На высоком берегу судоходной речки Сож располагалась обширная усадьба графини, обнесенная толстенной каменною стеной с громадным парком вековых деревьев.
Не то крепость, не то монастырь. Даже ров с водой ее опоясывал. У ворот, наглухо запертых, из обширной будки сторожевой вышли четыре вооруженных инвалида, и еще резерв внутри прятался, поглядывая в оконце, а сколько человек — не разобрать. Узнали карету, стали долго расспрашивать Македония Никитовича, кого же это он везет, да кто такие, да с кем, для чего, и нехотя открыли ворота. Пушку — нет уж! — не пропустили. Ни за что!.. До особого распоряжения графини.
Двор обширный, окружен флигелями. Через вторые ворота — тоже со стражей, на этот раз женской. Целая толпа. Все вооружены. Проехали в следующий двор.

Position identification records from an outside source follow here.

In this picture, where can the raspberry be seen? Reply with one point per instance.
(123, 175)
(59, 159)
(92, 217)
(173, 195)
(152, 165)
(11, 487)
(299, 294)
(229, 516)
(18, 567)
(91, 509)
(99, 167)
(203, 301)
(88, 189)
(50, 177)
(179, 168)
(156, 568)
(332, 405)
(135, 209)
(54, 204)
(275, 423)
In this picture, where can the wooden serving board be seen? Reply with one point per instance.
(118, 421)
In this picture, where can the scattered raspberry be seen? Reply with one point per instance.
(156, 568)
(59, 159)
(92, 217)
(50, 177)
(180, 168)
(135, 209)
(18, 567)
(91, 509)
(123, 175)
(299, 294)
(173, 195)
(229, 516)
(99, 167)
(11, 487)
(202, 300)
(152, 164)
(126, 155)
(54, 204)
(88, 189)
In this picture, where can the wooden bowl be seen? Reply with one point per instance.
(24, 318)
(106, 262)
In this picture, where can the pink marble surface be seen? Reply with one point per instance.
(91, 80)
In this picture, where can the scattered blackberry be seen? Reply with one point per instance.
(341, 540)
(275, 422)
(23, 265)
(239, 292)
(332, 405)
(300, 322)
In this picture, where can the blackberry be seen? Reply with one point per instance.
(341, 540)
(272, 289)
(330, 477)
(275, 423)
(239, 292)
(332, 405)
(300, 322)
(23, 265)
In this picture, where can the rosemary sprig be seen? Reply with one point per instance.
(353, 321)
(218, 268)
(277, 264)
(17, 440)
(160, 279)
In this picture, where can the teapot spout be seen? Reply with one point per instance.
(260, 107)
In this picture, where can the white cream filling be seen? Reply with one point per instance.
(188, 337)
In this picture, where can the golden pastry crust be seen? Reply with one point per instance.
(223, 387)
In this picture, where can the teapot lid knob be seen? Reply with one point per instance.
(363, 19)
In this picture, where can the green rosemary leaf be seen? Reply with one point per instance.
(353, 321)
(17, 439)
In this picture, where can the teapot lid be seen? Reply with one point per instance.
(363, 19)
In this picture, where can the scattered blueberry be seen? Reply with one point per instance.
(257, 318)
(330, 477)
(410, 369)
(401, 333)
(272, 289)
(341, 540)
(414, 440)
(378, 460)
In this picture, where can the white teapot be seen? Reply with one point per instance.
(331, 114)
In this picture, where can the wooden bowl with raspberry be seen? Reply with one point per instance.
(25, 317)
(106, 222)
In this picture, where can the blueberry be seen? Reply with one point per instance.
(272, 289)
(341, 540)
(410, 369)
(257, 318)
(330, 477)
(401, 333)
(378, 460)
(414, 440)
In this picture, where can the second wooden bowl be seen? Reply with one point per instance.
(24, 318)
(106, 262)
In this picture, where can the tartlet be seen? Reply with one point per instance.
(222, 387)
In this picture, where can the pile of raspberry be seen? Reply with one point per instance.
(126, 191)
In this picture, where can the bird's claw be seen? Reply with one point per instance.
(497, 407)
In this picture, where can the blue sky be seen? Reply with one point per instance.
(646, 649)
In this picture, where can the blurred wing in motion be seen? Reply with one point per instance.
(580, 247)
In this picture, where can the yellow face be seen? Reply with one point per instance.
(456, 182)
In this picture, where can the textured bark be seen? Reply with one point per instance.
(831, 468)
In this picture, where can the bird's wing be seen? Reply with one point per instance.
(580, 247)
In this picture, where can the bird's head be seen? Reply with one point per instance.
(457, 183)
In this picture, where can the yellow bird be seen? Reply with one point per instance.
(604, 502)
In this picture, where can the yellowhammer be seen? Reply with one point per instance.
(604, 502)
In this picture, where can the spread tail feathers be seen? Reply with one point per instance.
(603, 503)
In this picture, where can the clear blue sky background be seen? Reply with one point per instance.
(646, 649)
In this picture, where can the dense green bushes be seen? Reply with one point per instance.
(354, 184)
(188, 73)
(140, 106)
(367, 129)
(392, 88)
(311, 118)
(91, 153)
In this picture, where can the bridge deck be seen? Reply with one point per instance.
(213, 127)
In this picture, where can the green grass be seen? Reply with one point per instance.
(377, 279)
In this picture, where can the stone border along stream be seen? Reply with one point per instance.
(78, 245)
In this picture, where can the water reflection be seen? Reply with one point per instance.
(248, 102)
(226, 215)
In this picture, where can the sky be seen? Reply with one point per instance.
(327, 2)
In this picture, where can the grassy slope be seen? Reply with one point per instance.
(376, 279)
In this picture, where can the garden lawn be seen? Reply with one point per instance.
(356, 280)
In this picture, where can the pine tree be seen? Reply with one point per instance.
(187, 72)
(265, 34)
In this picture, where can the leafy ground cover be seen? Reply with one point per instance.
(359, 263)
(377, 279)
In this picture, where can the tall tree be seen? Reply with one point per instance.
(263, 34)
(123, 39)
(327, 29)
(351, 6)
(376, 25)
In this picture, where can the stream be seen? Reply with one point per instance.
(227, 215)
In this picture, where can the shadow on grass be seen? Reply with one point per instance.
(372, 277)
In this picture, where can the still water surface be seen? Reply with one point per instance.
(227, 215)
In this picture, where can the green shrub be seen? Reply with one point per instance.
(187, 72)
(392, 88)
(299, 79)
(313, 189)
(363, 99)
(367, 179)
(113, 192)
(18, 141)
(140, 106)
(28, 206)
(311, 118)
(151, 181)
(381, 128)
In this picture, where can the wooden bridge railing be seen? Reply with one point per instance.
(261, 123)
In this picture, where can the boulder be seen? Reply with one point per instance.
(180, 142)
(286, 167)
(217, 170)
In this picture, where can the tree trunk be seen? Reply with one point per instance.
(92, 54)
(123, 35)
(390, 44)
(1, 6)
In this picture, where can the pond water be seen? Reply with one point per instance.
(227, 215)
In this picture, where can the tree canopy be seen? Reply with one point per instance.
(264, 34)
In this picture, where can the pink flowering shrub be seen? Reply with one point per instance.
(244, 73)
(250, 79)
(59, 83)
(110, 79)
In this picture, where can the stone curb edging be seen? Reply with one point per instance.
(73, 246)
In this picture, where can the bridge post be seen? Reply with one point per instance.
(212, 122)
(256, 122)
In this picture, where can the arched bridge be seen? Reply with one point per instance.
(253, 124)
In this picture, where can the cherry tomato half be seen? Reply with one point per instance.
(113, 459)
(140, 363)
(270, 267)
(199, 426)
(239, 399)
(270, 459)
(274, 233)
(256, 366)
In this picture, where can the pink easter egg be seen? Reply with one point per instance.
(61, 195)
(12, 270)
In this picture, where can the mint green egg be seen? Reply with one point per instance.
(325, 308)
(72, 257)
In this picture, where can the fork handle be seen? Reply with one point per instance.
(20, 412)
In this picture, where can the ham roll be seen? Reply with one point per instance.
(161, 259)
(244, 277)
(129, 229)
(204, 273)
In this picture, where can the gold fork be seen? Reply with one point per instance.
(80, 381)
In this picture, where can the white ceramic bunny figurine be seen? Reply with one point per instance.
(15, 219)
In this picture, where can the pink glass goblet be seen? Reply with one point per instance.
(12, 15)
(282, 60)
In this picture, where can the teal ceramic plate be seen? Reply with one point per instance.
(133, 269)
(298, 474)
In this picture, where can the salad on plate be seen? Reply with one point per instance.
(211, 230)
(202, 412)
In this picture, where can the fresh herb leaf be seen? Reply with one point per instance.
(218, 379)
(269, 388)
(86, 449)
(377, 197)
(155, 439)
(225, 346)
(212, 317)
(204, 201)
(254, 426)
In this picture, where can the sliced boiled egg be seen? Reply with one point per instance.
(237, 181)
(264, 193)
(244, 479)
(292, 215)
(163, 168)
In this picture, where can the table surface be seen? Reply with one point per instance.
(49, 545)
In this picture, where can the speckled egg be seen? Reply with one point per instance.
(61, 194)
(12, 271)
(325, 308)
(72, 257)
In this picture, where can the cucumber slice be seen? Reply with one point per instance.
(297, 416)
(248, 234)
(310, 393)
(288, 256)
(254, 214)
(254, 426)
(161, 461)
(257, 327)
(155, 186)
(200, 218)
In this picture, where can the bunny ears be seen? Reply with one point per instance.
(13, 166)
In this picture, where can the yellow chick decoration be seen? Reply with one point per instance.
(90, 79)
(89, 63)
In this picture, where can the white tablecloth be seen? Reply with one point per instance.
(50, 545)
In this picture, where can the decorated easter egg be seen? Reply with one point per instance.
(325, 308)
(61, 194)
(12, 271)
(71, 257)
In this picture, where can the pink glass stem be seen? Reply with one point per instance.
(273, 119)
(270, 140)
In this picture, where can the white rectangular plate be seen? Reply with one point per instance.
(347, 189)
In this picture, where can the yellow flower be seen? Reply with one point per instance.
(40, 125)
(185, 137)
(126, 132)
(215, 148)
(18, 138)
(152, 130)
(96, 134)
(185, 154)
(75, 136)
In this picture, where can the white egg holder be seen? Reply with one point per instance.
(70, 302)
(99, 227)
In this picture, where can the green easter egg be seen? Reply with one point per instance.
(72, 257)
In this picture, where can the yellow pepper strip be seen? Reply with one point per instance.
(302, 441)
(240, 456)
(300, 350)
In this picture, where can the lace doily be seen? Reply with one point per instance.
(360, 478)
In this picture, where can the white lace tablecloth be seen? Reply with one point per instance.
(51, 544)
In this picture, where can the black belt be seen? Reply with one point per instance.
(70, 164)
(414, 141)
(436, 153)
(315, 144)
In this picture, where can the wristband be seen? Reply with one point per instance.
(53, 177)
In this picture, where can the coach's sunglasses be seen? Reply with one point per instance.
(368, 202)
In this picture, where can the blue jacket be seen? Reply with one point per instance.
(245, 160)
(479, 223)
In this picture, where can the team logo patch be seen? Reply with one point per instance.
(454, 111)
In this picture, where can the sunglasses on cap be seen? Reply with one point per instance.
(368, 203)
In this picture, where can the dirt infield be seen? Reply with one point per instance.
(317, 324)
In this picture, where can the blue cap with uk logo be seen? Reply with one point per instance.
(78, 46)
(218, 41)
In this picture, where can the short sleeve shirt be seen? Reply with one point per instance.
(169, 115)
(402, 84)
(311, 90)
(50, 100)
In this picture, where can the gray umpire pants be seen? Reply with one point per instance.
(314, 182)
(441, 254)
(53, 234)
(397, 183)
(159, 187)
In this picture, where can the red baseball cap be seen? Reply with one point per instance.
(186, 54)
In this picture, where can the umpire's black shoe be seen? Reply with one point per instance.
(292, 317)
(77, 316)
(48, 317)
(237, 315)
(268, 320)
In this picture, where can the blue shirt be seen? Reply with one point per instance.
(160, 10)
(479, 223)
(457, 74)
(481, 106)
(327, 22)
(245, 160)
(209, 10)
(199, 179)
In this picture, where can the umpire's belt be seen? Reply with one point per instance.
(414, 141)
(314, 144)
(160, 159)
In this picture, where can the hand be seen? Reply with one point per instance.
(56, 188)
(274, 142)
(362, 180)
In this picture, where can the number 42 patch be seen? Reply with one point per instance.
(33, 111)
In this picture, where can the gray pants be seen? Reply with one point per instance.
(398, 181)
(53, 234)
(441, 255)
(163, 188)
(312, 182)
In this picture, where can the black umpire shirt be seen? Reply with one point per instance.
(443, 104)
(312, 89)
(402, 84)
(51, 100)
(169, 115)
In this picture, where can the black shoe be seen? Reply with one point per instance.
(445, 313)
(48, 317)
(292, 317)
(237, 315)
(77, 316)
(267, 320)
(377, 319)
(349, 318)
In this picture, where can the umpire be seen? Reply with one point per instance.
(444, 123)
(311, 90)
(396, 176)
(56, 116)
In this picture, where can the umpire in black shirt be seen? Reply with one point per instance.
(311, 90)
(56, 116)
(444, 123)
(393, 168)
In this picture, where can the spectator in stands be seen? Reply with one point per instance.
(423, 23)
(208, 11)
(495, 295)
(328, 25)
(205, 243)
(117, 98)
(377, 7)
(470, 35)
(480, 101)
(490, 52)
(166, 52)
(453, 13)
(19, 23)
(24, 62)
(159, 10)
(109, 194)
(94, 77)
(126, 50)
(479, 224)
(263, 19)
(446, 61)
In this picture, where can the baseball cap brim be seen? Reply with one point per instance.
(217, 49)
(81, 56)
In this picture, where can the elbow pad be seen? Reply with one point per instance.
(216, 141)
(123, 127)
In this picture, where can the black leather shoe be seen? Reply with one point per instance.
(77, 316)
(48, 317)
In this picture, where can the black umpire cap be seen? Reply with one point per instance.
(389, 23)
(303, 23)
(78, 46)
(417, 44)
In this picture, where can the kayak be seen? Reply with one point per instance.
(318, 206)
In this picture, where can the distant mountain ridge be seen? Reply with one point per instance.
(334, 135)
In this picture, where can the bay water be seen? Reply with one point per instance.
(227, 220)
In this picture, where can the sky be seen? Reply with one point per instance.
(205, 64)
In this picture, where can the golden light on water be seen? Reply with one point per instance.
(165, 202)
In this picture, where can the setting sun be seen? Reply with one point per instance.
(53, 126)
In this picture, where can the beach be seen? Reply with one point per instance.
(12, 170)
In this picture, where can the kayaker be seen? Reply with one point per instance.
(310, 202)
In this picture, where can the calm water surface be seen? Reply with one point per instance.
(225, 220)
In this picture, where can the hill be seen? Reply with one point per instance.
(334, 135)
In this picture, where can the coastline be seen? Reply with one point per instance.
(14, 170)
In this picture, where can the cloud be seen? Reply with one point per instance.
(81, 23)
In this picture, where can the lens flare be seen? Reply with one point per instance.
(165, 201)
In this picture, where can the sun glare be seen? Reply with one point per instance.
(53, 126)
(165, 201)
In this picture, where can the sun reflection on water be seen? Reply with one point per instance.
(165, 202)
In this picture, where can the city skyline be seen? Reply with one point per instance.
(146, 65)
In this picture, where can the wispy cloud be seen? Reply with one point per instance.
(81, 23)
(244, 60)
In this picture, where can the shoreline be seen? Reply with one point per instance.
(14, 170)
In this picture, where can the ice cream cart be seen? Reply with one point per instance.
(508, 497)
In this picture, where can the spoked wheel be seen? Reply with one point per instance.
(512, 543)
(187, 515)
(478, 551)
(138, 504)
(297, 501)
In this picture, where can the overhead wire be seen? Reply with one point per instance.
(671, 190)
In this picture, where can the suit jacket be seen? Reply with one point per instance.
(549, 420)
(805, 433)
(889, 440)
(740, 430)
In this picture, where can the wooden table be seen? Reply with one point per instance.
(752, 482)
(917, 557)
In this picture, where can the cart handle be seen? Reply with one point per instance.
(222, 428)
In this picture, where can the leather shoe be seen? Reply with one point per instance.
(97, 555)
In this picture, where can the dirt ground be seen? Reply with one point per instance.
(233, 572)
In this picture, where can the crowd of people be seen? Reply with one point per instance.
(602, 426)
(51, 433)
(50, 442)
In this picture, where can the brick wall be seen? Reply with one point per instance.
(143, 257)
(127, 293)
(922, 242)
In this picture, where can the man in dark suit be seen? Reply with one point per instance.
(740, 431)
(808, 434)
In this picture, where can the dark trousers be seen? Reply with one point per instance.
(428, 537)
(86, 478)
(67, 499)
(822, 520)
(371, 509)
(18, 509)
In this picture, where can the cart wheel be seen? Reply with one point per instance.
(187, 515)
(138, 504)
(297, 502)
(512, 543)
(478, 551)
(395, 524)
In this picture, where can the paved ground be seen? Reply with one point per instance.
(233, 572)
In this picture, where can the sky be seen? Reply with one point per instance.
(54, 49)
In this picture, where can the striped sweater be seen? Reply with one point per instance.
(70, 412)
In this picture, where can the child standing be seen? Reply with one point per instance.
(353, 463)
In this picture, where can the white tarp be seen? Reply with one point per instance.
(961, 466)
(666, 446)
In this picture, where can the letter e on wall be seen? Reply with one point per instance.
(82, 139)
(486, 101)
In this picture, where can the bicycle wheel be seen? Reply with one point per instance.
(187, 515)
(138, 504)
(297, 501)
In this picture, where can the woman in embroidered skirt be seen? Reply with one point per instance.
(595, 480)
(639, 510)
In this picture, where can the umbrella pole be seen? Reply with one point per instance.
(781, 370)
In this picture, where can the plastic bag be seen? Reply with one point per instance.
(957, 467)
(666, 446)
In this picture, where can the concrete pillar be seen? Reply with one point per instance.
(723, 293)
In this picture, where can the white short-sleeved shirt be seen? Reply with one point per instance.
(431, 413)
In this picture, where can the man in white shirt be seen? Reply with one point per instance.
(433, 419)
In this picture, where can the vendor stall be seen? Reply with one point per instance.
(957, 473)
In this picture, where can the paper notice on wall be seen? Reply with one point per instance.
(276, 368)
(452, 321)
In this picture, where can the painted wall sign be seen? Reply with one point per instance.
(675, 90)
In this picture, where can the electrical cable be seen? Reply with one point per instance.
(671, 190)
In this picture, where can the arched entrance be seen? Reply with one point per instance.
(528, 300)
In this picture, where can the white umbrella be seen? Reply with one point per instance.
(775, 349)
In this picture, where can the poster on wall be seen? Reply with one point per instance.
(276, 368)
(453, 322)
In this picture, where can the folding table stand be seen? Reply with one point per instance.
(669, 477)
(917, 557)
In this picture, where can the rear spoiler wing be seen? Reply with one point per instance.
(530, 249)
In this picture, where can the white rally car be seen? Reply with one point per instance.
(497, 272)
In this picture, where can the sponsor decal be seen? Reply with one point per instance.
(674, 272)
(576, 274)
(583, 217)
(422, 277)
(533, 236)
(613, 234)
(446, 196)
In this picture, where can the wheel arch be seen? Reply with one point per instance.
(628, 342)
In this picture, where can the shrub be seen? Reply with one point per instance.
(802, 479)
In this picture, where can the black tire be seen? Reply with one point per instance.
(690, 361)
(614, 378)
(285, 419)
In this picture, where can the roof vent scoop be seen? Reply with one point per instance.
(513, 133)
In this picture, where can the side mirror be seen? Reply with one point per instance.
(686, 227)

Чудно было видеть множество девок и баб, все с ружьями, тесаками, с косами да серпами. Здесь пришлось выйти из экипажей и проследовать меж рядов сторожей в третий двор, самый величественный и на вид совершенно пустынный. По сторонам главного, двухэтажного корпуса с внушительным портиком разбегалась помпезная колоннада, полукружием замыкая пространство. Огромный парк — позади. Отсюда кроны деревьев видать. У подъезда несколько пушек, четыре старухи держали зажженные пальники наготове. Все строения флигелей говорили о том, что покойный фельдмаршал строил поместье на совесть, учитывая возможные бури и землетрясения при переменчивом климате русской истории.
Гостей вышла встречать пышная мажордомша, жена Македония, женщина огромного роста и безграничных обхватов. Назвалась Гликерией Николаевной. С почетом отвела приезжих во флигель, предоставила на выбор просторные апартаменты, распорядилась о бане, а ежели кто изволит пожелать, так можно и ванны с горячей водою. Сообщила, что графинюшка ждет не дождется приезда его благородия, господина Плещеева, даже сон потеряла. Три ночи не спала, но вот сейчас, узнав о прибытии, успокоилась, даже в дрему ее потянуло. Ввиду позднего времени просят гостей нонича отдохнуть, а первую встречу на утро перенести.
— Как здоровье графини?
— Благодарсте. Хорошее. Ноги только не ходят‑с.
Прибывшие после трех суток дороги в самом деле были утомлены. Вымывшись, пообедали и поспали, конечно. Потом, проснувшись, попили чайку. В обширном флигеле, в гостиной, был клавесин. Два композитора много играли. Потом репетировали. Репетировали всё — и антре, и поклоны графине, и старинные реверансы — и хохотали. Мальчики пели — соло и трио, — они унаследовали от родителей слух и чистые, звонкие голоса. В конце концов, очень кстати пришлось, что ребятки присоединились к поездке: оказывается, с ними и веселей и теплее. По дороге опасностей так и не встретилось, чем мальчуганы откровенно огорчались. Зря пушку с собой волокли.
Чуть свет Плещеева разбудила Гликерия Николаевна. Графиня изволят его ожидать. Тимофей с трудом растолкал ребятишек. Одели в чистенькое... Гликерия приходила вторично — их сиятельство, дескать, умирают от нетерпения поскорее Александра Алексеевича повидать. А он еще брился.
Отправились всей сухопутной армадой. Долго шагали по галерее, по переходам, по комнатам различного назначения, по апартаментам, парадным, интимным. Проходили двусветную театральную залу с хорами и сценой. А в зале, самой обширной — приемной и танцевальной, — на середине главной стены висел огромный портрет графа фельдмаршала Захара Григорьевича, покойного супруга Анны Родионовны, портрет кисти Рослена, знакомый Плещееву по Петербургу, — великолепным движением генерал-губернатор Москвы вытягивал палец, указуя на некий манифест на столе. «А лицо-то мужичье. Был денщиком у Петра».
Мальчуганы робели, взирая на непривычную роскошь. То и дело теряли равновесие на скользком паркете: надо головы запрокидывать, а то не рассмотришь плафонов.
У огромных дверей спальной комнаты Гликерия просила чуточку обождать. Ушла. Наконец обе створки раскрылись.
Не то молельня, не то опочивальня. Два огромных киота с лампадами; посреди комнаты на возвышении грандиозная кровать с широко распахнутым пологом балдахина. Над изголовьем длинная полка и на ней бездна иконок, малюсеньких, тоже с лампадами. В сторонке два длинных стола, сплошь уставленных просфорами в несколько этажей. Спальня полна приживалок, нахлебниц, — кто стоит, кто сидит на табуретах, на стульчиках, на скамеечках, на полу. Шепчутся. Гул в комнате, словно от пчелиного роя.